This I share for Dan. Our friend Melanie Bassett read this favorite poem at our wedding 24 years ago last New Year’s Eve. We were, against all odds, still hopeful for a good married life after my three failed marriages and his divorce after eighteen years and four hardy, smart and challenging McMullen children. He was nearly 52 and I was 40. It’s hard to be hopeful when you’ve seen more failure in your relationships than anyone ever warned could happen. Those failures want to force cynicism into our hearts like cement hardening us, making it more than a little difficult to hang on to any part of our innocence. But we tried: I put on my brave-flowered dress and Dan matched my call with his tuxedo, Father Charlie donned his robes, and we try and we continue to try, and we have succeeded.
THE CARTOGRAPHER’S WEDDING
Nobody knows what love is anymore —
not the groom in his rental suit
flushed with desire, not the bride
blushing in her one-day dress and flowers
smouldering with the fires of expectation.
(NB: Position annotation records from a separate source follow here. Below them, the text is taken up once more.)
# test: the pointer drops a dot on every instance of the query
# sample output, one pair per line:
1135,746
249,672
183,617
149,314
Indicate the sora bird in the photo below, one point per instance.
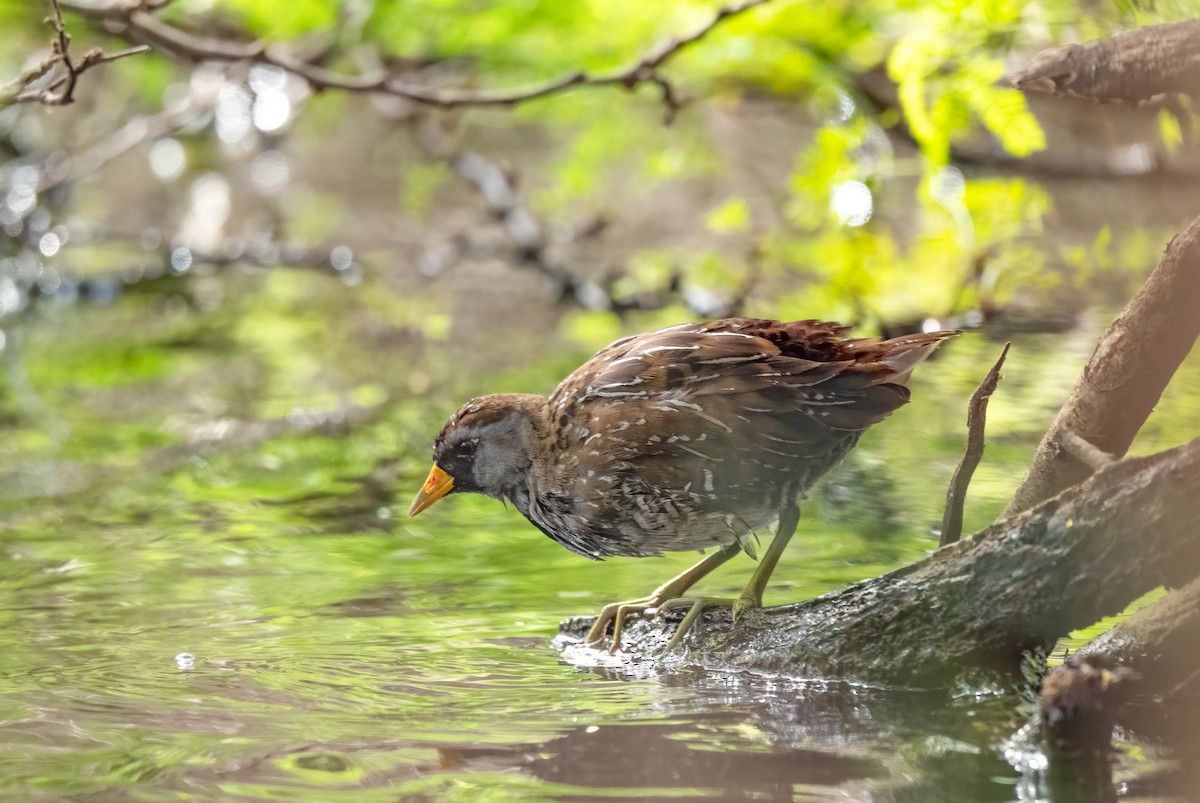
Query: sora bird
685,438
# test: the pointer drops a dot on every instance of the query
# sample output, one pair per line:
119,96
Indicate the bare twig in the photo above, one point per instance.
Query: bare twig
1125,376
144,27
1084,451
977,419
1132,66
63,169
59,91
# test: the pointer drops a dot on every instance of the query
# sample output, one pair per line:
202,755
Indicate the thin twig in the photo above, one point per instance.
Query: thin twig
977,419
59,91
144,27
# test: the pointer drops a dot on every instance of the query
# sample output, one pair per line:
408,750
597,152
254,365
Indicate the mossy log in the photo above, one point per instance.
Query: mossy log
979,604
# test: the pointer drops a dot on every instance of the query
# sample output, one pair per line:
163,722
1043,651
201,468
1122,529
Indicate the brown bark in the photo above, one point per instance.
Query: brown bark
978,604
1132,66
1161,642
1125,377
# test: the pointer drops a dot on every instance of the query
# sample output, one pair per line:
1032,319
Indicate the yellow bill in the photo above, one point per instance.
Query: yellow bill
436,486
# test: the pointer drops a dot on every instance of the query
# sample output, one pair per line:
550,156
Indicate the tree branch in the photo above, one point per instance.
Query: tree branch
1132,66
1127,372
977,420
59,91
142,25
1018,586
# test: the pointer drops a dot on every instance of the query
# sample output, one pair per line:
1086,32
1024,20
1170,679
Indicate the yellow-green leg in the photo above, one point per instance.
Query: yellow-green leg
751,597
617,612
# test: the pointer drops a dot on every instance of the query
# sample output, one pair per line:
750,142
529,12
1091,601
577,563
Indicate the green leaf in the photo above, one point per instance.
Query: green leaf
731,216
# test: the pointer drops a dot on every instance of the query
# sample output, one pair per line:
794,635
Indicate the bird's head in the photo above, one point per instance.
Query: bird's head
485,448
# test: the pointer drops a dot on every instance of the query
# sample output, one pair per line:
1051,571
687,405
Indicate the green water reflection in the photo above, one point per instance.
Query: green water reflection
339,648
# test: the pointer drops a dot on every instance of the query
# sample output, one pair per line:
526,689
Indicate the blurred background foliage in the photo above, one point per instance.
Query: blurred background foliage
856,160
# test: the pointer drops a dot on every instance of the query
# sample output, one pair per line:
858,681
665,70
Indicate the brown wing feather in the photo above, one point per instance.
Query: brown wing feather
706,429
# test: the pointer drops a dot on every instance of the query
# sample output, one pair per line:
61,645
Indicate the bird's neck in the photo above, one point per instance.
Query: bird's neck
531,429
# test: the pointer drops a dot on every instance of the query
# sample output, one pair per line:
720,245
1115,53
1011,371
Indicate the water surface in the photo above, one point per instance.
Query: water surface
209,587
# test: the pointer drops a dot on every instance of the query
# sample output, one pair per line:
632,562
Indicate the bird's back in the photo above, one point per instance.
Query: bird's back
697,435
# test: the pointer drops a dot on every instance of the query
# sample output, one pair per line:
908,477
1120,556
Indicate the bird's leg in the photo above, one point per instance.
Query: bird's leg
617,612
751,597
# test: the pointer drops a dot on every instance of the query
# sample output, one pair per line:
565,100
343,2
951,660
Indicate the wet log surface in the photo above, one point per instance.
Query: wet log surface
1161,642
1019,585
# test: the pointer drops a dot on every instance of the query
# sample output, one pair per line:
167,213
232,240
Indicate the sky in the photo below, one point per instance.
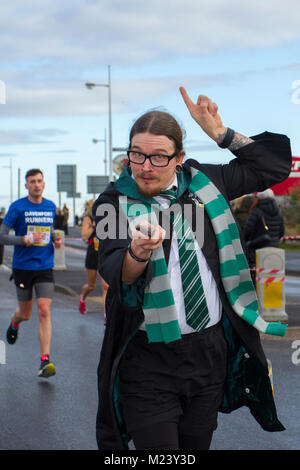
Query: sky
245,57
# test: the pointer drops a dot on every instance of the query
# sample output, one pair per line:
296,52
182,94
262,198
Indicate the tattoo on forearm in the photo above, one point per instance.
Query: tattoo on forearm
239,141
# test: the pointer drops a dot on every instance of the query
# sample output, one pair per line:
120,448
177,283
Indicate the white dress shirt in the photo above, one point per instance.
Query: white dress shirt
209,284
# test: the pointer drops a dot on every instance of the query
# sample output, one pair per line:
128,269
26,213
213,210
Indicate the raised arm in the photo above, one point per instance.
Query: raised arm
205,113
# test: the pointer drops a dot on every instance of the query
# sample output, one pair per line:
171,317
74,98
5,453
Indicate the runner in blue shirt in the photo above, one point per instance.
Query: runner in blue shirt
32,218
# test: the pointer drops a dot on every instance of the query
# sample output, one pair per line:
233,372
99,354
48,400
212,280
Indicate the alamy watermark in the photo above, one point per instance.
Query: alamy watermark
2,92
296,93
2,352
115,226
296,354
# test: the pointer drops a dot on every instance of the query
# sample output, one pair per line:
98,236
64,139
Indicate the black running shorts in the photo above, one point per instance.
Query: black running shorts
42,281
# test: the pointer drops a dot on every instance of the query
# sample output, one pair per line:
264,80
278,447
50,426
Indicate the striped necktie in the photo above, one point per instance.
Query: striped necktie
196,310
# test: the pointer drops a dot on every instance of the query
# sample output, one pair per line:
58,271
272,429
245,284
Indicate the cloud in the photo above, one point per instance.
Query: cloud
29,136
72,98
133,32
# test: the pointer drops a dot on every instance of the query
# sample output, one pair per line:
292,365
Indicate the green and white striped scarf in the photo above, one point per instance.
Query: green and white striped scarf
161,317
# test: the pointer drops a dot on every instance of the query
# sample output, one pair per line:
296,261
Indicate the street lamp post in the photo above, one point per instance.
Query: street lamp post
11,179
105,149
90,86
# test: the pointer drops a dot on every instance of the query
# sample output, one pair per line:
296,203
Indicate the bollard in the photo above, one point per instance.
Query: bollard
270,283
59,254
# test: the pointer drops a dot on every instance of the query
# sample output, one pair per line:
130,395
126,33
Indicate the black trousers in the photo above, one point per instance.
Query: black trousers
171,393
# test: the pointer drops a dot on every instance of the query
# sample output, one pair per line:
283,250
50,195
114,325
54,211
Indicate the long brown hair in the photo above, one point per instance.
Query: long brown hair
159,123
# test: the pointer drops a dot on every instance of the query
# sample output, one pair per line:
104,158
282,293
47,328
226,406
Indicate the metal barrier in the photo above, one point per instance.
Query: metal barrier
270,283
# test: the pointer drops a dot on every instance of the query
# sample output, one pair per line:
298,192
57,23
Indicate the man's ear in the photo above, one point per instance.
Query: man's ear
180,157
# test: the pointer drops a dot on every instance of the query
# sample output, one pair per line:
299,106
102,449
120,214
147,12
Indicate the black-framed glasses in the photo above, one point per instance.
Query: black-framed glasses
139,158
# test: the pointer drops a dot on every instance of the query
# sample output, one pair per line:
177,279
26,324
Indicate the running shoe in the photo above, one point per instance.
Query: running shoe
11,334
82,305
47,369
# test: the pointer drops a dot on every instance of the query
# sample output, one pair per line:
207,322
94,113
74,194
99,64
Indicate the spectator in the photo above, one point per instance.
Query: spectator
265,225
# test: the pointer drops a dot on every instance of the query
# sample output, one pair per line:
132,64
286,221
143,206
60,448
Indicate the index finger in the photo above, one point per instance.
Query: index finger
189,103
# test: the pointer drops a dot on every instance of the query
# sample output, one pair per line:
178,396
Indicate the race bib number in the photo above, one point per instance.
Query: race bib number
46,234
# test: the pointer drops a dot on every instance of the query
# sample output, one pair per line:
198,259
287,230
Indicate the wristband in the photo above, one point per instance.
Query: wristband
136,258
227,139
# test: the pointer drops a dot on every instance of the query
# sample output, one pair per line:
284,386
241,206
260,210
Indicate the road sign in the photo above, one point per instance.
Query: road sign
96,184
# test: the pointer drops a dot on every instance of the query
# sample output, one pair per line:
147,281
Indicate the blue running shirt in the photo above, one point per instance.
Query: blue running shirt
24,216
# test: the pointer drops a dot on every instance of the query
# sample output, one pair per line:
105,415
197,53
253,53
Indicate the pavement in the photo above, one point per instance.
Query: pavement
60,414
70,281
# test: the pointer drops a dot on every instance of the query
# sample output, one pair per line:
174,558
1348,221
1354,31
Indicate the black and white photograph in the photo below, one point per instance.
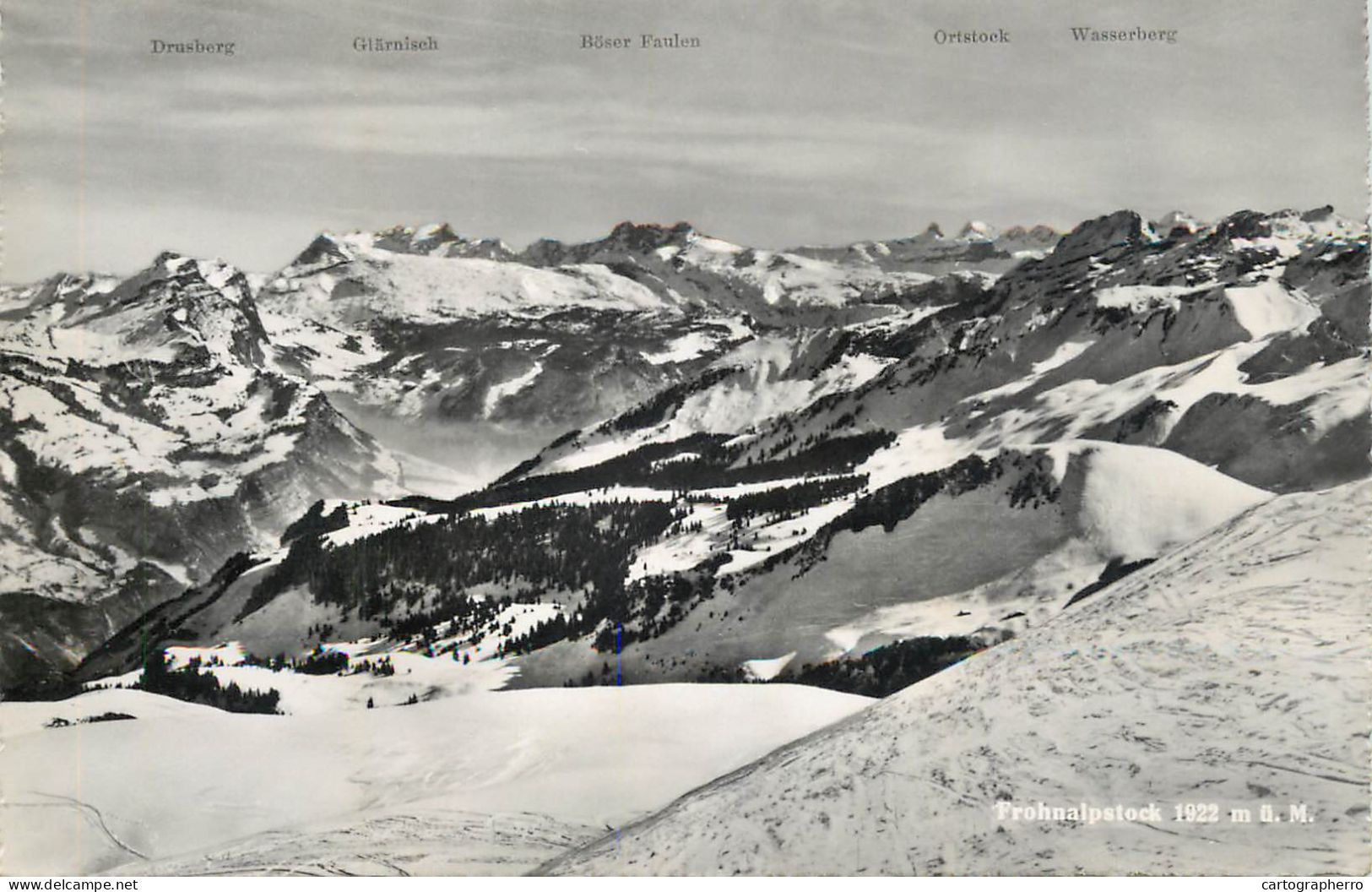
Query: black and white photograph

Nobody knows, and I least of all.
Still, we are here, against all reason,
the products of that ancient spoken
or unspoken vow. To the east, across
nearly insurmountable summits caked
with snow, the Great Plains rise
and fall while we continue to remain
steady as November rain, having grown
accustomed to a cold that never freezes,
to a shade of deep, spectacular green
intact, season after season. And so we find
ourselves outside in fog, in hoarfrost,
in rain or snow, living as we do
at the edge of a continent or a dream,
living perhaps with our hearts
not in our hands, but on our lips,
although they are seldom spoken.
(Friendship hereabouts is assumed
like an old mackinaw or a blanket.)
But that time comes, and it will come,
when you try to recite the names
or find the odd, almost familiar faces
that move beyond the old events, like fog,
that made you what you are. The years
that disappeared like falling stars
are lovely to remember. And there will
be time aplenty for flowers on a grave.
No, nobody knows what love is. Nobody
understands the past. Saddled with
all the hopes that will outlast
a lifetime’s dedication, we,
groom, bride, friend and friend–
we step into the day amazed to find our-
selves among companions eager to weather
the winds of change that turn us
heavenward, poor fools together,
never to learn what love is, we
who map the country where it lives.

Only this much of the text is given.